Last week, Lord Bilimoria, the vice president of the Confederation of British Industry (CBI), became the latest top business leader to demand that a planned increase from 19% to 25% next month be scrapped.
Mr Hunt has so far resisted calls to abolish the increase and insisted that the government stick to its plans.
Today, a poll of Tory activists by the Conservative Home website found that three in five want Mr Hunt to give tax cuts a higher priority than reducing the UK deficit.
Cobra beer founder Lord Bilimoria told an audience, including prominent politicians, at the British Kebab Awards on Tuesday: ‘Now is not the time to raise taxes.’
He said, “I’m all for not having a high tax burden at any time, let alone a time like this. Businesses have suffered so much.

Tim Sarson, UK head of tax policy at KPMG (pictured), says Britain risks falling behind counterparts in Europe and the United States
“They’ve had three years of the pandemic, followed by the war in Ukraine, the energy crisis, the cost of living crisis, inflation, and on top of that, you’re raising taxes. I mean, how much can business take?’
It came as the CBI separately on March 15 urged Mr Hunt to use the budget to save companies from a “double taxation” next month.
Companies are facing a corporate tax increase at the same time as the ‘super deduction’ policy expires – it gives big tax breaks to companies that invest in infrastructure and plant and machinery assets.

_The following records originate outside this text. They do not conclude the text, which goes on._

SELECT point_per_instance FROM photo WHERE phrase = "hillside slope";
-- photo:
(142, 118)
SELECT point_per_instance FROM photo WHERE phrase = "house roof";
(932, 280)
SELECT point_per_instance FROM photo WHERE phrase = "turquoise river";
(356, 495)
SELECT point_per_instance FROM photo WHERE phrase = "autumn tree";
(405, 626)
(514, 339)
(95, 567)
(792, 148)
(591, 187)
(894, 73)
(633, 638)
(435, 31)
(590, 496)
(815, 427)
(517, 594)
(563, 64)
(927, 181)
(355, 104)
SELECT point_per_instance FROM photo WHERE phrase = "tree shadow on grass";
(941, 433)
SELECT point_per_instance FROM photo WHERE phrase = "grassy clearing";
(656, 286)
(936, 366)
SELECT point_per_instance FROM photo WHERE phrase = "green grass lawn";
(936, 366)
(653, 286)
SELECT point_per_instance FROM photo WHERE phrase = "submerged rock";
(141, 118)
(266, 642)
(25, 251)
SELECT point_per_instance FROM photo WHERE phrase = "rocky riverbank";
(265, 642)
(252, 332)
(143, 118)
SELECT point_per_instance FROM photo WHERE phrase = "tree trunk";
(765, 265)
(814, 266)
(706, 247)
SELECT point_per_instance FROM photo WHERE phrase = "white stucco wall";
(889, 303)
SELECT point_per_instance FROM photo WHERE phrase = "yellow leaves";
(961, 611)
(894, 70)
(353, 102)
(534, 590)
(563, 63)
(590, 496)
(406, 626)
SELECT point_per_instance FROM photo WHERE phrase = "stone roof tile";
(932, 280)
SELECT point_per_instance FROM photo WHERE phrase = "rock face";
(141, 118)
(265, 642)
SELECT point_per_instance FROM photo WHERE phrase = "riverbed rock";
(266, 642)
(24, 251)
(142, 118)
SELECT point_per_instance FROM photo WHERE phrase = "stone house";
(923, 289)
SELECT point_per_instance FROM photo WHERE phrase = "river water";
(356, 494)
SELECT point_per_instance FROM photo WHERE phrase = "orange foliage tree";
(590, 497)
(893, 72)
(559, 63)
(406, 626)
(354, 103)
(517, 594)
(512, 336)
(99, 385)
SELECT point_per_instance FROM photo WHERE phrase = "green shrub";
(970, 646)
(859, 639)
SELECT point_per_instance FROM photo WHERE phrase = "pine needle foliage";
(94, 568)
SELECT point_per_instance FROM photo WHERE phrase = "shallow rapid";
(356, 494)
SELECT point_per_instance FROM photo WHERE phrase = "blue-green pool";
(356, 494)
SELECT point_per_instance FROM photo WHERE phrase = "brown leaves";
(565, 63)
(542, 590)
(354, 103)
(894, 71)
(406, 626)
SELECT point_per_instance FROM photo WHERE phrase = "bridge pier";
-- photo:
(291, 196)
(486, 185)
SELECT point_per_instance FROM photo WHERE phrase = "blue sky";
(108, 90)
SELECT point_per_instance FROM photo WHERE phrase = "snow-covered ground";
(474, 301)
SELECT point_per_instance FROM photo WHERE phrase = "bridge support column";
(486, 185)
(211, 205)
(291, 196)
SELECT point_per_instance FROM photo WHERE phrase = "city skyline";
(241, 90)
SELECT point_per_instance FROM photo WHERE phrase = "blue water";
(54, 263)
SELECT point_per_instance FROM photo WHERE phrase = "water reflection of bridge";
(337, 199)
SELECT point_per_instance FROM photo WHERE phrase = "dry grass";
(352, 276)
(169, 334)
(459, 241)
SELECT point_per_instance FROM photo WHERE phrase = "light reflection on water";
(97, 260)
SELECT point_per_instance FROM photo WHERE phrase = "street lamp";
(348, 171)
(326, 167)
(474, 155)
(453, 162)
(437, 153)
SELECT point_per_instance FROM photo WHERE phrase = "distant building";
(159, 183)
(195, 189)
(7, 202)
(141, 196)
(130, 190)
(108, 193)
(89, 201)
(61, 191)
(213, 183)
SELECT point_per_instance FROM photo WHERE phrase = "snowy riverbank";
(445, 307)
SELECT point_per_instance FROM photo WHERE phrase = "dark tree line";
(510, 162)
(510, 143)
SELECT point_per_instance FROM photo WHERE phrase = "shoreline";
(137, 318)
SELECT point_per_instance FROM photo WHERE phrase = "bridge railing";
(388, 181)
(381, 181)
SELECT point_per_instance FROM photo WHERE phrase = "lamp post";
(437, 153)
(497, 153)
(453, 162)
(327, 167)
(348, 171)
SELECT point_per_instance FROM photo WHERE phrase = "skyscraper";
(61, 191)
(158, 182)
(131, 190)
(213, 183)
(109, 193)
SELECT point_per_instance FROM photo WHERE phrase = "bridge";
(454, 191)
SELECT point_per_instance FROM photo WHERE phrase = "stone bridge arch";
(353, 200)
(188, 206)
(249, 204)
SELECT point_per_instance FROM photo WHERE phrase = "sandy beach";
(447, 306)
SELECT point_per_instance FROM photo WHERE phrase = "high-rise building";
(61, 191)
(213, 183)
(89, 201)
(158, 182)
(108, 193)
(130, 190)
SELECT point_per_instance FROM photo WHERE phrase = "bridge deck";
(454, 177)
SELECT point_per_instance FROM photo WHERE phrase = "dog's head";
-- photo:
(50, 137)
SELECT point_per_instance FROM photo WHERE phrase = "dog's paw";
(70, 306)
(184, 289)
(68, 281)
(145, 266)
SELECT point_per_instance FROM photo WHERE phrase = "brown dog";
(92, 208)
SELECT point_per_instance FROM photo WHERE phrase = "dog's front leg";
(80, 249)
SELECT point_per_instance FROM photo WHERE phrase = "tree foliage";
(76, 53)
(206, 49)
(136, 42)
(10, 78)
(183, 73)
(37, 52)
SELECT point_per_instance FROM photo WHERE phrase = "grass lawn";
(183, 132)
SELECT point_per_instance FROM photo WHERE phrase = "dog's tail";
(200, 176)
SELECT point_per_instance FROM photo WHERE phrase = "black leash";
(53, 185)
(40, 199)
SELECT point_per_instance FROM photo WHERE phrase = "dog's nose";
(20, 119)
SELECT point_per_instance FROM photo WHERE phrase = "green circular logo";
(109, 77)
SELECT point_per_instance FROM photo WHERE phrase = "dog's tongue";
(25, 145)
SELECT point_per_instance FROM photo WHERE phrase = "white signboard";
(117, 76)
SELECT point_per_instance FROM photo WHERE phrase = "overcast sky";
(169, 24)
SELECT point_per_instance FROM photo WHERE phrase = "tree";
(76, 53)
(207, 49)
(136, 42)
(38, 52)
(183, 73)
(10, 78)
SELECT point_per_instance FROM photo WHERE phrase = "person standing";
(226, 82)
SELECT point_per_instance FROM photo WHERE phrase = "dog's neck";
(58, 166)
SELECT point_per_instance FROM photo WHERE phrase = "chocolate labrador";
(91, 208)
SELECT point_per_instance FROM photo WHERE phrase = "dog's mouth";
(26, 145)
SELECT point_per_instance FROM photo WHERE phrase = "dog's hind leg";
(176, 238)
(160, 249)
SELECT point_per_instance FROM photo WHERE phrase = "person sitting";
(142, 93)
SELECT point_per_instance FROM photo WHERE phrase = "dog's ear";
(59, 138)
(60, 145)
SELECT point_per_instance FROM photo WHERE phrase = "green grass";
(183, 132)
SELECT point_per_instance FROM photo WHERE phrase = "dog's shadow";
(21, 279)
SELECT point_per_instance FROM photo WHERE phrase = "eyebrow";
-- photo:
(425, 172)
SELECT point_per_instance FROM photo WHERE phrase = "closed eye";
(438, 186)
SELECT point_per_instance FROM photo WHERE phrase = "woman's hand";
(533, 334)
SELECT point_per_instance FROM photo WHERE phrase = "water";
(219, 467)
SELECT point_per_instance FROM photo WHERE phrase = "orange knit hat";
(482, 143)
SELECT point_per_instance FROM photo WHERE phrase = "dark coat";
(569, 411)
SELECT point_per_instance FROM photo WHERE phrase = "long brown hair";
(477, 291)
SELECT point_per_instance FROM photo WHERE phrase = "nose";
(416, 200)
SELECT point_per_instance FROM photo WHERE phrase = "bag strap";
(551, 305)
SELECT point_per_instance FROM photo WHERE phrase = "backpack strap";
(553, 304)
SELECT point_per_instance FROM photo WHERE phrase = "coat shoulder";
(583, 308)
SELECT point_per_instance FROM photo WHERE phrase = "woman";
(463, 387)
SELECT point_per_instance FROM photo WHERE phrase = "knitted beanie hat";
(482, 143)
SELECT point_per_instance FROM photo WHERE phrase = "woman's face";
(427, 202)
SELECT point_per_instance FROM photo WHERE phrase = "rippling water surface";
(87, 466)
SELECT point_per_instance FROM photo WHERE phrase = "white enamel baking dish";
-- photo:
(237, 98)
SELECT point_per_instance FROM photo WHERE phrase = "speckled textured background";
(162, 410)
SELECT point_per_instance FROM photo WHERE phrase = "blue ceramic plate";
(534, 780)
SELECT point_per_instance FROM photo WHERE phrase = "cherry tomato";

Pressure on the Chancellor to help businesses increased last week after an analysis suggested he could get a £30bn windfall after public finances turned out better than expected.
Lord Bilimoria, pictured, said he told then-Chancellor Rishi Sunak as far back as February 2021, ‘Don’t get taxes, because taxes will hinder recovery and stunt growth’.
He added: “He didn’t listen and he raised taxes to the highest level in 70 years and I think that’s the absolute wrong thing to do, including raising the corporate tax from 19 to 25 (and)… the super deduction, which was a great incentive to invest.
‘We are very concerned about it, because it is an enormous additional burden on the business community. It’s a big concern from an inward investment point of view.”